La temperatura parecía haberse elevado haciéndose menos insoportable. Sólo entonces sus manos de hielo aflojaron la presión sobre mis hombros y buscaron en las profundidades de un bolsillo interno de su grueso saco de cuero. Era un pequeño boceto al lápiz de una hermosa cara de mujer.
Trepamos dificultosamente una escala rudimentaria que me pareció interminable. La superficie, a pesar del sol mortecino que apenas brillaba en el cielo seguía resultándome inhóspita. Caminamos hasta un techado de dimensiones desmesuradas y con un gesto me invitó a entrar.
– El Dr. Romeo es paleontólogo, me asesora en toda esta aventura. – Dijo a modo de presentación.

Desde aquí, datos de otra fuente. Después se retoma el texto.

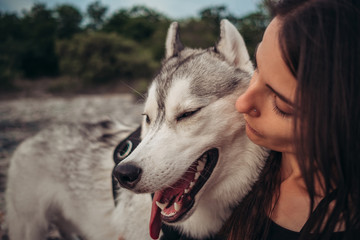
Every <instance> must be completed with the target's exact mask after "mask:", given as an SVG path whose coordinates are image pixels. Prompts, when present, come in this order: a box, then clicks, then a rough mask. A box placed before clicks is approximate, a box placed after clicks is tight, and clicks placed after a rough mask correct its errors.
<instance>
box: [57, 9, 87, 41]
mask: <svg viewBox="0 0 360 240" xmlns="http://www.w3.org/2000/svg"><path fill="white" fill-rule="evenodd" d="M55 16H56V22H57V37H58V38H60V39H62V38H71V37H72V36H73V35H74V34H76V33H79V32H80V31H81V28H80V24H81V22H82V18H83V17H82V15H81V13H80V11H79V10H78V9H77V8H75V7H73V6H72V5H69V4H63V5H60V6H58V7H57V8H56V9H55Z"/></svg>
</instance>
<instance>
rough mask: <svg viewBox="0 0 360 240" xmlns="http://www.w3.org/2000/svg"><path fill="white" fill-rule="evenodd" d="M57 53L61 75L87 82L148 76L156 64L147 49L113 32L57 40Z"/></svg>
mask: <svg viewBox="0 0 360 240" xmlns="http://www.w3.org/2000/svg"><path fill="white" fill-rule="evenodd" d="M57 54H58V57H59V60H60V62H59V63H60V71H61V73H62V74H68V75H71V76H74V77H78V78H80V79H84V80H86V81H88V82H90V83H103V82H108V81H110V80H113V79H116V78H125V79H132V78H139V77H148V78H150V77H151V76H152V75H153V72H154V70H155V69H156V68H157V67H158V65H157V64H156V62H154V60H153V59H152V55H151V53H150V52H149V51H148V50H146V49H143V48H142V47H141V46H139V45H138V44H137V43H135V42H134V41H132V40H129V39H125V38H123V37H121V36H119V35H117V34H116V33H110V34H107V33H101V32H90V33H82V34H78V35H76V36H74V38H72V39H71V40H59V41H58V43H57Z"/></svg>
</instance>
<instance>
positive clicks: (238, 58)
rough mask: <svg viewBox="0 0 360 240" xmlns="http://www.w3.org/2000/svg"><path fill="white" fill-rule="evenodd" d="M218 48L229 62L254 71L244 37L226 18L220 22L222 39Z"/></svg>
mask: <svg viewBox="0 0 360 240" xmlns="http://www.w3.org/2000/svg"><path fill="white" fill-rule="evenodd" d="M216 49H217V51H218V52H219V53H221V54H222V55H223V56H224V57H225V59H226V61H227V62H228V63H230V64H232V65H235V66H236V67H239V68H241V69H244V70H247V71H253V65H252V63H251V61H250V57H249V53H248V51H247V48H246V45H245V42H244V39H243V38H242V36H241V35H240V33H239V32H238V30H237V29H236V28H235V26H234V25H232V24H231V23H230V22H229V21H228V20H226V19H224V20H222V21H221V23H220V41H219V43H218V44H217V46H216Z"/></svg>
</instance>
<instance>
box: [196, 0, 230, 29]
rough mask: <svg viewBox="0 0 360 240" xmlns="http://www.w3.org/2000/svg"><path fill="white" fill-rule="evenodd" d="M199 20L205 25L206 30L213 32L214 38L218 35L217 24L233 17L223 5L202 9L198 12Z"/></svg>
mask: <svg viewBox="0 0 360 240" xmlns="http://www.w3.org/2000/svg"><path fill="white" fill-rule="evenodd" d="M199 14H200V19H201V20H202V21H204V22H205V23H207V25H208V28H209V29H211V30H212V31H213V34H214V35H215V36H218V35H219V34H220V29H219V27H218V26H219V23H220V21H221V20H222V19H225V18H226V19H229V20H230V21H231V20H233V19H234V18H235V17H234V16H233V15H232V14H231V13H230V12H229V11H228V10H227V7H226V6H224V5H220V6H213V7H209V8H204V9H203V10H201V11H200V13H199Z"/></svg>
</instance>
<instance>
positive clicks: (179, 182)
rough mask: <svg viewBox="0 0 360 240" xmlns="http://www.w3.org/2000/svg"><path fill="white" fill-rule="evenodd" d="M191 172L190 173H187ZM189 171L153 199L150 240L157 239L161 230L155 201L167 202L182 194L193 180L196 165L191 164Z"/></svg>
mask: <svg viewBox="0 0 360 240" xmlns="http://www.w3.org/2000/svg"><path fill="white" fill-rule="evenodd" d="M189 170H191V171H189ZM189 170H188V171H187V172H186V173H185V174H184V175H183V176H182V178H181V179H180V180H179V181H178V182H176V183H175V184H174V185H173V186H172V187H170V188H167V189H164V190H162V191H157V192H155V194H154V197H153V203H152V207H151V216H150V224H149V228H150V237H151V238H152V239H158V238H159V235H160V230H161V209H160V208H159V207H158V206H157V205H156V201H158V202H162V201H161V200H162V199H163V200H164V199H165V200H169V199H168V198H170V197H171V196H175V195H178V194H182V193H183V192H184V189H185V188H187V187H188V186H189V183H190V182H191V180H192V179H194V175H195V171H196V164H193V165H192V166H191V167H190V168H189Z"/></svg>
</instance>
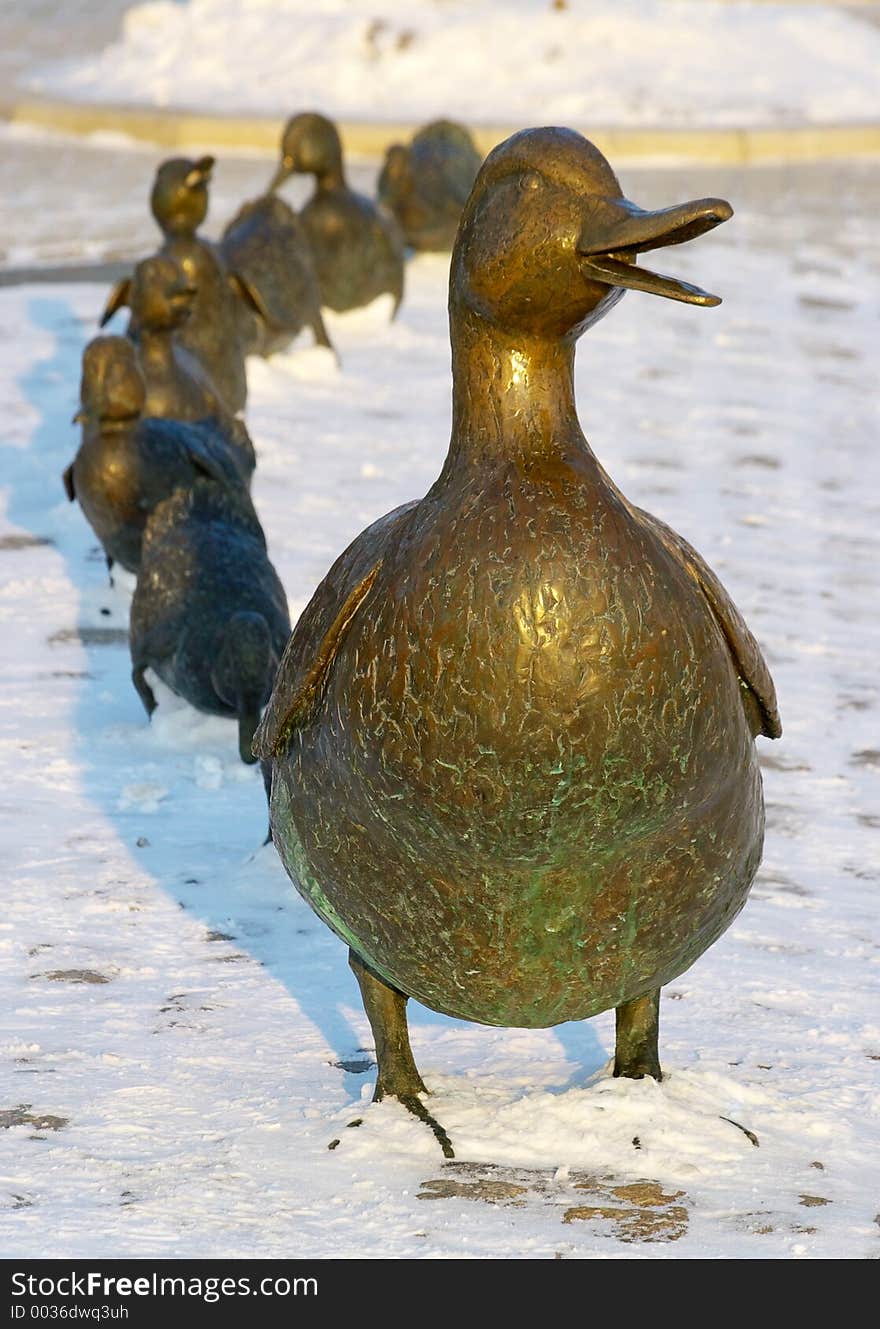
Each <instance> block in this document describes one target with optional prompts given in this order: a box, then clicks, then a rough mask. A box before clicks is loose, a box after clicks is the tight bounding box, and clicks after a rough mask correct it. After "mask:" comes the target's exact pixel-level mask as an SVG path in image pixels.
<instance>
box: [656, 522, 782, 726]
mask: <svg viewBox="0 0 880 1329" xmlns="http://www.w3.org/2000/svg"><path fill="white" fill-rule="evenodd" d="M634 512H635V514H637V516H638V517H639V520H641V521H642V522H643V524H645V525H646V526H649V529H650V530H651V532H653V533H654V534H655V536H657V537H658V538H659V541H661V544H662V545H663V548H665V549H666V552H667V553H670V554H671V556H673V557H674V558H675V560H678V562H679V563H681V565H682V566H683V567H685V569H686V571H687V573H689V574H690V575H691V577H693V578H694V581H695V582H697V585H698V586H699V589H701V591H702V593H703V595H705V598H706V601H707V602H709V607H710V609H711V611H713V614H714V617H715V619H716V622H718V626H719V627H720V630H722V633H723V634H724V641H726V642H727V647H728V650H730V654H731V655H732V658H734V664H735V667H736V672H738V675H739V678H740V682H742V683H743V686H744V687H746V688H747V690H748V692H750V694H751V696H752V698H754V702H755V703H756V706H758V710H759V712H760V732H762V734H763V735H764V736H766V738H768V739H778V738H779V736H780V734H782V722H780V719H779V710H778V707H776V688H775V687H774V680H772V678H771V676H770V670H768V668H767V662H766V661H764V657H763V655H762V653H760V646H759V645H758V642H756V641H755V638H754V637H752V634H751V631H750V630H748V626H747V623H746V619H744V618H743V615H742V614H740V613H739V610H738V609H736V606H735V605H734V602H732V599H731V598H730V595H728V594H727V591H726V590H724V587H723V586H722V583H720V581H719V579H718V577H716V575H715V573H714V571H713V570H711V567H710V566H709V563H707V562H705V560H703V558H701V556H699V554H698V553H697V550H695V549H694V548H693V546H691V545H689V544H687V541H686V540H685V537H683V536H679V534H678V532H675V530H673V528H671V526H667V525H666V524H665V522H662V521H659V520H658V518H657V517H653V516H651V514H650V513H647V512H642V509H641V508H635V509H634Z"/></svg>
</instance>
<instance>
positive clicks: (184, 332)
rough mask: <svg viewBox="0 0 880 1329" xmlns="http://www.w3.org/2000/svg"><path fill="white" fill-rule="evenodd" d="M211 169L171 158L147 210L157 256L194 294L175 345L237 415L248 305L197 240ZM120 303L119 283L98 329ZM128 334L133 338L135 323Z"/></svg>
mask: <svg viewBox="0 0 880 1329" xmlns="http://www.w3.org/2000/svg"><path fill="white" fill-rule="evenodd" d="M213 167H214V158H213V157H199V158H198V161H190V159H189V158H186V157H174V158H171V159H170V161H166V162H162V165H161V166H160V169H158V170H157V173H156V181H154V182H153V190H152V194H150V209H152V211H153V217H154V219H156V222H157V225H158V226H160V230H161V231H162V234H164V237H165V243H164V245H162V247H161V250H160V255H161V256H164V258H170V259H174V262H175V263H178V264H179V267H181V268H182V270H183V274H185V276H186V280H187V282H189V284H190V287H191V288H193V292H194V296H193V307H191V316H190V319H189V320H187V323H186V327H185V328H181V331H179V342H181V343H182V346H185V347H186V348H187V350H189V351H190V352H191V354H193V355H194V356H195V358H197V359H198V360H201V363H202V364H203V367H205V369H206V371H207V373H209V376H210V379H211V381H213V383H214V385H215V388H217V389H218V392H219V393H221V395H222V397H223V400H225V403H226V404H227V407H229V409H230V411H231V412H234V413H238V412H239V411H243V408H245V403H246V400H247V380H246V376H245V347H243V346H242V343H241V320H239V314H238V300H239V296H241V298H242V299H250V294H249V286H247V282H246V280H245V279H243V278H238V276H237V275H235V274H230V272H229V270H227V267H226V263H225V260H223V258H222V254H221V253H219V251H218V249H217V246H214V245H211V243H210V242H209V241H206V239H202V237H201V235H198V227H199V226H201V225H202V222H203V221H205V218H206V215H207V186H209V182H210V178H211V170H213ZM124 303H126V300H125V282H120V283H117V286H116V287H114V290H113V292H112V294H110V298H109V300H108V304H106V308H105V311H104V315H102V318H101V327H104V326H105V323H106V322H108V319H109V318H112V315H113V314H114V312H116V310H117V308H118V307H120V304H124ZM132 332H133V334H134V335H137V319H133V324H132Z"/></svg>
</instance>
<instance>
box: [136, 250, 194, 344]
mask: <svg viewBox="0 0 880 1329" xmlns="http://www.w3.org/2000/svg"><path fill="white" fill-rule="evenodd" d="M194 299H195V287H194V286H193V283H191V282H190V280H189V279H187V278H186V275H185V272H183V270H182V268H181V266H179V263H175V262H174V259H173V258H160V256H156V258H146V259H144V262H141V263H138V264H137V267H136V268H134V274H133V276H132V287H130V291H129V298H128V303H129V306H130V308H132V315H133V319H134V323H136V324H137V327H138V330H142V331H145V332H173V331H174V328H178V327H181V324H182V323H185V322H186V320H187V318H189V316H190V312H191V310H193V300H194Z"/></svg>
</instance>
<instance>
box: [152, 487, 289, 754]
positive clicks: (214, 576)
mask: <svg viewBox="0 0 880 1329" xmlns="http://www.w3.org/2000/svg"><path fill="white" fill-rule="evenodd" d="M288 637H290V617H288V613H287V599H286V597H284V590H283V587H282V585H280V582H279V579H278V575H276V573H275V569H274V567H273V565H271V563H270V561H269V556H267V553H266V537H265V534H263V530H262V526H261V524H259V521H258V518H257V514H255V512H254V508H253V505H251V502H250V500H249V498H247V494H246V493H242V492H241V490H234V489H230V488H227V486H223V485H218V484H217V482H215V481H213V480H201V478H199V480H197V481H195V484H193V485H190V486H189V488H187V489H179V490H177V493H174V494H171V496H170V497H169V498H166V500H165V501H164V502H161V504H160V505H158V506H157V508H156V509H154V512H153V513H152V514H150V518H149V521H148V524H146V533H145V536H144V553H142V558H141V575H140V577H138V582H137V586H136V589H134V598H133V599H132V629H130V647H132V680H133V683H134V687H136V690H137V694H138V696H140V698H141V700H142V702H144V706H145V710H146V712H148V715H152V714H153V711H154V708H156V695H154V692H153V688H152V687H150V686H149V683H148V682H146V678H145V671H146V670H148V668H153V670H154V671H156V672H157V674H158V676H160V678H161V679H162V682H165V683H166V684H167V687H170V688H171V690H173V691H174V692H177V694H178V696H182V698H185V699H186V700H187V702H190V704H191V706H194V707H197V708H198V710H199V711H207V712H210V714H215V715H234V716H237V718H238V748H239V755H241V758H242V762H247V763H253V762H255V760H257V759H255V758H254V755H253V752H251V743H253V739H254V730H255V728H257V724H258V722H259V716H261V712H262V710H263V706H265V704H266V702H267V700H269V694H270V692H271V687H273V680H274V678H275V671H276V668H278V662H279V659H280V657H282V653H283V650H284V646H286V643H287V638H288Z"/></svg>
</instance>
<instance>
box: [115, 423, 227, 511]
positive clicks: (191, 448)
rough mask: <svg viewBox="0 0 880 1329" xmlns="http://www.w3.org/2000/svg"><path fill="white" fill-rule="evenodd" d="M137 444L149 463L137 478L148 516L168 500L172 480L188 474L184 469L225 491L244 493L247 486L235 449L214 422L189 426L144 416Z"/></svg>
mask: <svg viewBox="0 0 880 1329" xmlns="http://www.w3.org/2000/svg"><path fill="white" fill-rule="evenodd" d="M137 441H138V449H140V452H141V455H142V457H144V459H145V461H146V462H148V464H145V465H144V466H142V469H141V473H140V477H138V486H140V490H141V497H140V504H141V508H144V509H145V510H148V512H152V510H153V508H156V505H157V504H158V502H161V501H162V498H166V497H167V494H169V492H170V488H174V485H171V486H169V476H170V474H171V473H173V472H178V470H181V472H182V474H185V470H182V468H189V469H190V472H191V473H193V478H195V476H206V477H207V478H209V480H215V481H217V484H219V485H222V486H223V488H226V489H230V488H233V489H241V488H242V486H243V484H245V481H243V477H242V473H241V469H239V466H238V462H237V457H235V453H234V452H233V447H231V445H230V444H229V443H227V441H226V436H225V435H223V433H222V432H221V429H219V428H215V427H214V425H213V421H209V423H206V421H197V423H194V424H187V423H186V421H183V420H165V419H164V417H160V416H145V417H144V419H142V420H141V421H138V425H137ZM182 474H181V478H182ZM178 482H179V481H178Z"/></svg>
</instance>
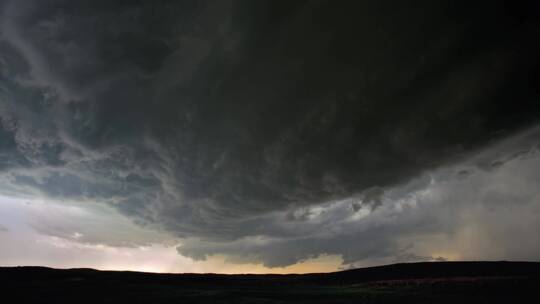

– Geólogo. – Corrigió suavemente Romeo – La paleontología es para mí sólo un juego, un entretenimiento que agiliza la mente, una incursión en los tiempos de la biología… En cierto modo es la madre de la Geología. Bueno, hablaremos de eso en otro momento… – El Dr. Romeo tomó entonces una pluma de ganso, la mojó en el tintero y pintó bigotes al prolijo dibujo de un Lestodonte que colgaba de la pared.
La temperatura parecía haberse elevado haciéndose menos insoportable.
Más allá, unos herreros corpulentos, como enormes estatuas inexpresivas martillaban gigantescos soportes para mantener en pié, artificialmente resucitado al fenomenal Lestodonte.
El rompecabezas listo para armar sería enviado como presente a Su Majestad el Rey de Noruega, país natal del noble y poderoso Conrad, enriqueciendo el Real Museo de Ciencias Naturales de Oslo.